Freight is often the bane of the Procurement professional, especially when such professional needs a quote in a hurry. It’s not uncommon even in this day and age for a Procurement professional to call up a freight carrier for a spot quote and have to wait two or three days. It’s absurd. Quotes, or at least quotes on standard table rates, should take two or three seconds. The only time you should wait a couple of days for a quote is during a master contract negotiation for hundreds of lanes, as you will want to give the carrier some time to determine their absolute best rate in this situation.
This is the primary reason BuyTruckload.com was founded. The founders, veterans of the logistics management software industry, got fed up with both having to wait for bids on the spot market and being unable to shop the business to enough carriers to get the best rate. But this isn’t an article about BuyTruckload.com, even though BuyTruckload.com does a wonderful job in North America. Why? Because BuyTruckload.com it doesn’t solve the global shipping problem, doesn’t address other modes of transit, and it doesn’t account for the fact that you might have contracts in place (that the buyer might not even be aware of).
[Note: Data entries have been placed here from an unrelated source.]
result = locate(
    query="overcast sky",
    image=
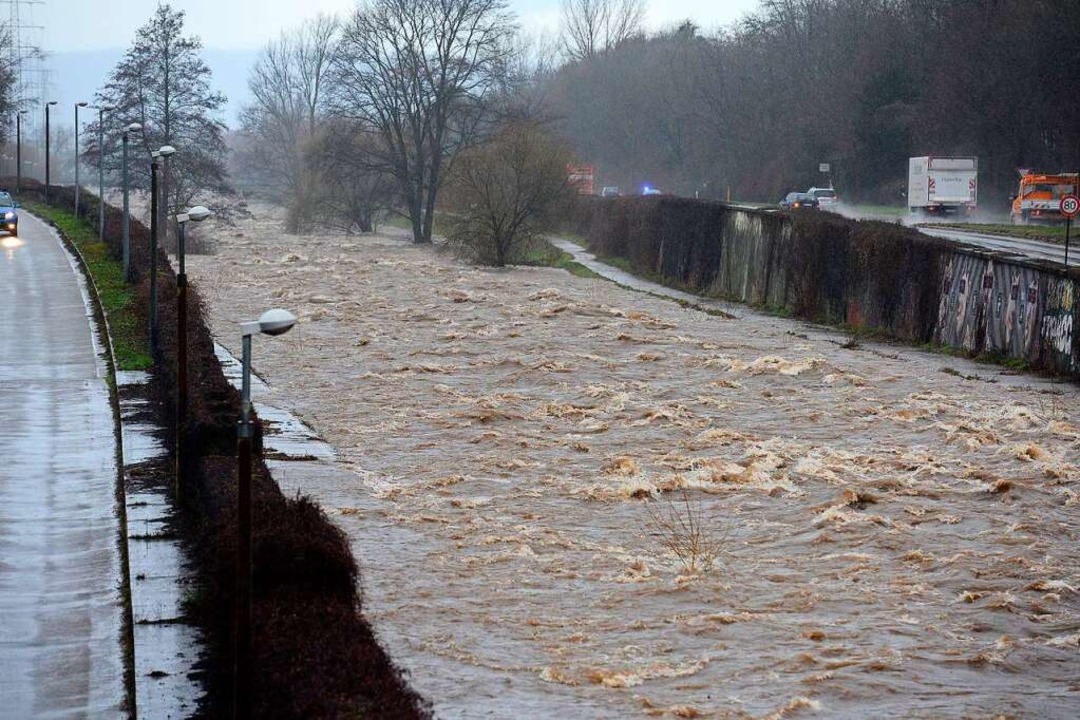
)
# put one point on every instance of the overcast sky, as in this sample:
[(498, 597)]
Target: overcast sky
[(80, 25)]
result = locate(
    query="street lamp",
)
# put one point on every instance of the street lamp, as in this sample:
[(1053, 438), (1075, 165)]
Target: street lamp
[(100, 170), (272, 322), (81, 104), (165, 151), (18, 150), (197, 214), (134, 127), (50, 103)]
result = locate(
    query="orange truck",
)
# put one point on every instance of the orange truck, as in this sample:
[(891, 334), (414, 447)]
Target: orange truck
[(1039, 197)]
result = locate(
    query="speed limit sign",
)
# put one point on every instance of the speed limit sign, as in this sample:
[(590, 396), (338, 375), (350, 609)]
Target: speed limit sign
[(1069, 205)]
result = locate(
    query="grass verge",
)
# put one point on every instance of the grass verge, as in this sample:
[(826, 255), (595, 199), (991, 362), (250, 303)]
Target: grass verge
[(130, 338)]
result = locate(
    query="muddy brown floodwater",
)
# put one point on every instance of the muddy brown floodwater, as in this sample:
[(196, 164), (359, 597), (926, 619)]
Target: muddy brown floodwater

In order to address this problem and speed up the freight quote time, on or off contract, in the global market place, Zvi Schreiber and his team built FreightOS (pronounced Freight O.S., or even freigh-toss, as it is a freight operating system and not a brand of breakfast cereals), which is an technology platform that enables an on-line network of global freight carriers to provide instant spot-rate and on-contract quotes when a (potential) customer needs them.
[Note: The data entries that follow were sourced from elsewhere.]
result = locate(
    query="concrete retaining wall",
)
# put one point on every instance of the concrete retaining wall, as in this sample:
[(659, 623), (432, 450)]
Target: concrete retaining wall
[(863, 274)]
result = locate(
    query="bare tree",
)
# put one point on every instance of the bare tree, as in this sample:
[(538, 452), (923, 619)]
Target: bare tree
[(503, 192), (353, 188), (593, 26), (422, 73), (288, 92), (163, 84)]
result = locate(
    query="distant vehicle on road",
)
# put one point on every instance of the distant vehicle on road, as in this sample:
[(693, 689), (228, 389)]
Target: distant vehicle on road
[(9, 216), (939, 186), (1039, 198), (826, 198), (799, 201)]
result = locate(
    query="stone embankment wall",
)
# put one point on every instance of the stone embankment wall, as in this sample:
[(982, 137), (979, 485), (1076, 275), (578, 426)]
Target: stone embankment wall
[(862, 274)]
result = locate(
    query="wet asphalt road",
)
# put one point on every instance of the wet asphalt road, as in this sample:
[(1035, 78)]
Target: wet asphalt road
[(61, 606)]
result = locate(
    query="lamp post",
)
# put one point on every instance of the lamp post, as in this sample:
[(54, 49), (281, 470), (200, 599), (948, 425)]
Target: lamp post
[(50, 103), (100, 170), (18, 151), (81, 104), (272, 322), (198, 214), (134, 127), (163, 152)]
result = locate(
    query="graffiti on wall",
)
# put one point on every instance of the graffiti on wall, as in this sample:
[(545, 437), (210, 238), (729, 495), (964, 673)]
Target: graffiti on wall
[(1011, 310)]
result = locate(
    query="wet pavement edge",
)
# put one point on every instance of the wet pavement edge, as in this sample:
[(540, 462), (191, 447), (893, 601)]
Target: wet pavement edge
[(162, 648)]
When a carrier, or freight-forwarder / 3PL, signs up for the FreightOS network and uploads their standard rate tables for ocean, air, and land-based shipping for all of the routes they service, customers can access the carrier’s portal on the FrieghtOS network and get almost instantaneous quotes (which, depending on the number of routing options and shipment goal — be it lowest cost, fastest delivery, etc. — could take a few seconds) for the route(s) of their choice. All the buyer has to specify is the origin, the destination, some basic load characteristics (what is being shipped [boxes, pallets, etc.], dimensions, unit weight, and quantity), the desired pick-up date, the allowable modes (land, ocean, air, or any combination), whether or not the load is hazardous, if insurance is required (and the load value if it is), the applicable HS code(s), and if a customs brokerage is being used and click a get quote button. Within 10 seconds, the buyer will get the quickest delivery quote, the cheapest quote, and, if applicable, some suggestions for nearby delivery locations that are quicker or cheaper (especially in the case of inter-continental shipments where there are multiple options that require a multi-modal delivery network that consists of air or ocean and truck or rail). Each quote returned will include the total cost, the time-in-transit, the modes of transportation required, and whether or not the carrier will work with a customs brokerage or transport hazardous material. Clicking on a quote will break it down into its constituent cost components, which may include, but are not limited to, basic freight cost, (airline) screening fees, (airline) security fees, fuel surcharges, documentation fees, (airline) handling fees, export declarations, advance manifest fees, etc. If the buying organization has a contract with the carrier, even if it only covers some lanes, they can upload the contract and all of their buyers can get on-contract quotes instantaneously and compare them to off-contract quotes. This can help the buyer discover whether a different routing can save them some money.
Also, after the buyer has requested quotes from their (preferred) carriers of choice on the FreightOS network, they can download their entire quote history to an excel spreadsheet to not only do a lowest-cost cross-carrier comparison by lane, but determine where the real (hidden) costs are. For example, it’s possible that (one of) the biggest cost(s) (in air freight in particular) is the fuel surcharge, and if the buyer can identify this and negotiate a better fuel surcharge rate with a carrier of choice, they could potentially lower their shipment costs going forward. Also, in the case of exports and imports, a buyer can see if any of the security or documentation fees imposed by one carrier are (unreasonably) higher than the market average.
Right now, the FreightOS platform has approximately 20 carriers on-board, but considering the huge cost savings this represents to a carrier that spends a considerable number of man-hours every day quoting on business for which it knows it will only see a 20% to 30% success rate at best, it shouldn’t be long before more carriers sign up. With this type of platform, no man-hours are needed to provide market-rate quotes and the carrier will know that when they do get a call based on a quote provided by the platform, the buyer has product she needs to ship, has decided that the carrier may be able to provide the service she needs in an acceptable price range, and has narrowed her pool of carrier choices down to select few. The founders of FreightOS believe that they can increase the success rate of their carriers by 10% with this tool, but SI believes that this tool could increase a carrier’s success rate by as much as 50% as most buyer’s will only call, at most, the 3 lowest quoting carriers and select the first carrier that can meet their delivery requirements at an acceptable price.
If you have global freight and need a better quoting solution than calling up a carrier who will take, on average, a day or three to get back to you, SI recommends checking out FreightOS. It’s definitely a platform to watch.